The album cover for Multitude is distinctive in and of itself, including photos of Fiest in various blurred positions and angles with the title printed over the picture. While recognizing the totality of art present therein, this representation can allude to the album’s name. This could be Fiest’s method of letting the audience know to get ready to appreciate a variety of her music at once.

Tracks And Features

Out of the 12 songs on this album, only “Borrow Trouble” sounds substantial, with a wall of violins squalling over a powerful beginning. It’s an unusual detour into ecstasy.

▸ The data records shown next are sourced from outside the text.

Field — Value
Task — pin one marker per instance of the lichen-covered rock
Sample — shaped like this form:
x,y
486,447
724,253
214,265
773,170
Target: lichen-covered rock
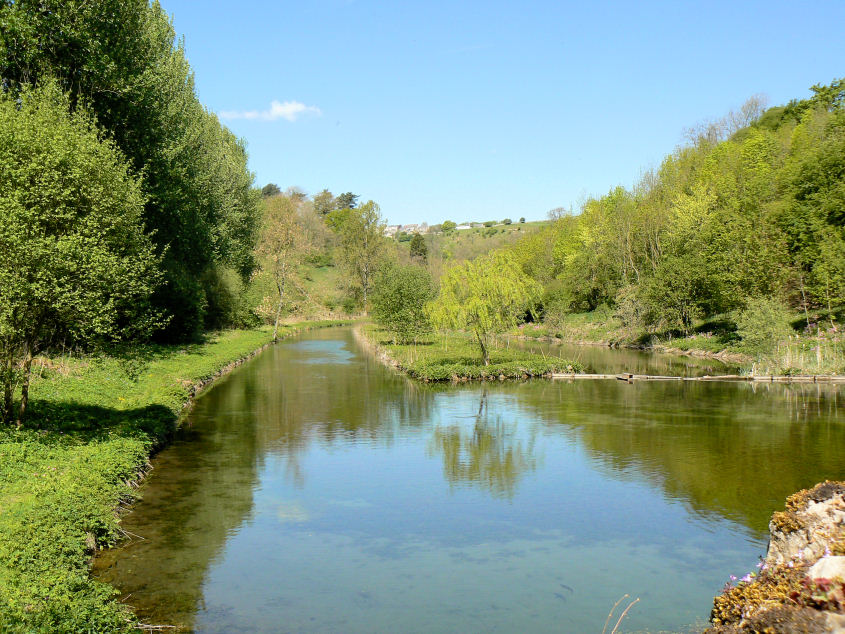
x,y
814,519
795,591
832,567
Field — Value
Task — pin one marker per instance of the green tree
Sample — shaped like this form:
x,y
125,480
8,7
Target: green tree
x,y
283,244
399,298
418,247
485,295
270,189
763,324
75,262
347,200
362,246
324,202
120,59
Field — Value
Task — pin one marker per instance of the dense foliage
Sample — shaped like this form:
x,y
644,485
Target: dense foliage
x,y
401,293
484,296
76,262
752,208
119,60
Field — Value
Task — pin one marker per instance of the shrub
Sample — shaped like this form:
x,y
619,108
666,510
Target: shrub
x,y
763,325
398,301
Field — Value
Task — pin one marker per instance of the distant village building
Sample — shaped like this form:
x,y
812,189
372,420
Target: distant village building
x,y
392,231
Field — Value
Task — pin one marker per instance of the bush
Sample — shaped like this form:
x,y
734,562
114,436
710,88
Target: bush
x,y
398,301
763,325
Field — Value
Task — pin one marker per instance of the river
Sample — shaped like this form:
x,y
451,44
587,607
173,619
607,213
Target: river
x,y
315,490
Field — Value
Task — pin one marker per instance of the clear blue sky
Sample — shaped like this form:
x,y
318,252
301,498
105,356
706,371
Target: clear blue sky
x,y
486,110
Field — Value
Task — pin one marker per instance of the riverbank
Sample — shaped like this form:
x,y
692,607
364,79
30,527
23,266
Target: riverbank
x,y
64,477
821,353
800,585
456,357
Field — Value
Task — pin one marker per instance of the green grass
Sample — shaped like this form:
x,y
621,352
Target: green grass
x,y
456,356
93,423
816,350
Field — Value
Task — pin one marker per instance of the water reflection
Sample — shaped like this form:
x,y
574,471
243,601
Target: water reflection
x,y
316,488
488,454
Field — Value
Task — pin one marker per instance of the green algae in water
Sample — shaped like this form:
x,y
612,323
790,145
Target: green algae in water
x,y
316,490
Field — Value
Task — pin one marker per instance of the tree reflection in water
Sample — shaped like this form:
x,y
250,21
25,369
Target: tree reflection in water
x,y
488,455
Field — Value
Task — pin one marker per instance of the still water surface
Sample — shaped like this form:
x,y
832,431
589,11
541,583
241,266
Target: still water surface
x,y
314,490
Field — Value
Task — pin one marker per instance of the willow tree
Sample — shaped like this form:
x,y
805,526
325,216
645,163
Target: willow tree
x,y
282,244
485,295
76,262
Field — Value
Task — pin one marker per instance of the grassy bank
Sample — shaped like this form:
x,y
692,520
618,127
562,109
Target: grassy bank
x,y
63,478
816,349
455,356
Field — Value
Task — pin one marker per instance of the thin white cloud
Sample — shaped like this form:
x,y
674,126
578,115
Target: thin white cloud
x,y
290,110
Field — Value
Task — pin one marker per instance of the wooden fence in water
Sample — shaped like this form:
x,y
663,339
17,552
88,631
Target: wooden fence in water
x,y
630,378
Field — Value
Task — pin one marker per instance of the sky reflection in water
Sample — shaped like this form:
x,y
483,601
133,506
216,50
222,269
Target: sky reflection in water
x,y
315,490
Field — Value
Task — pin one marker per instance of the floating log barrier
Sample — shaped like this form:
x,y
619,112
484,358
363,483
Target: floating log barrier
x,y
630,378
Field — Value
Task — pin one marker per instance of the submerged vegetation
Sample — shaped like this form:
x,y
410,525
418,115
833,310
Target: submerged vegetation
x,y
128,216
454,357
63,477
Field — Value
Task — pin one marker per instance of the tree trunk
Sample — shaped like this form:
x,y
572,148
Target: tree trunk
x,y
8,413
281,287
485,355
27,368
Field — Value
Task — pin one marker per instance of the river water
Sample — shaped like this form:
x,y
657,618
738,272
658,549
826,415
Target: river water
x,y
315,490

With its irregular synthetic rhythm beats and muttered, layered voices, “In Lightning” also has a different energy. But, aside from that, it sounds like just you and her, with ballads like “Love Who We Are Meant To” and the lovely “The Redwing” being presented up close and softly, urging the listener to lean right in. And “Forever Before,” its sad followup, is an homage to her daughter, framing it by putting aside Feist’s forty years of indulgent childishness to care for someone else. This song is a love letter to let go.

Of course, there is more to every picture than just excellent or terrible, joy or sorrow. Numerous people prosper in this ambiguity. “Hiding Out in the Open” explores the baggage that any relationship gathers—a mountain of issues we can never completely eliminate. Feist sings, “Nothing’s gonna make us new / What’s done is not gonna undo,” letting the words dangle until they slur as if she is trying to escape her axiom.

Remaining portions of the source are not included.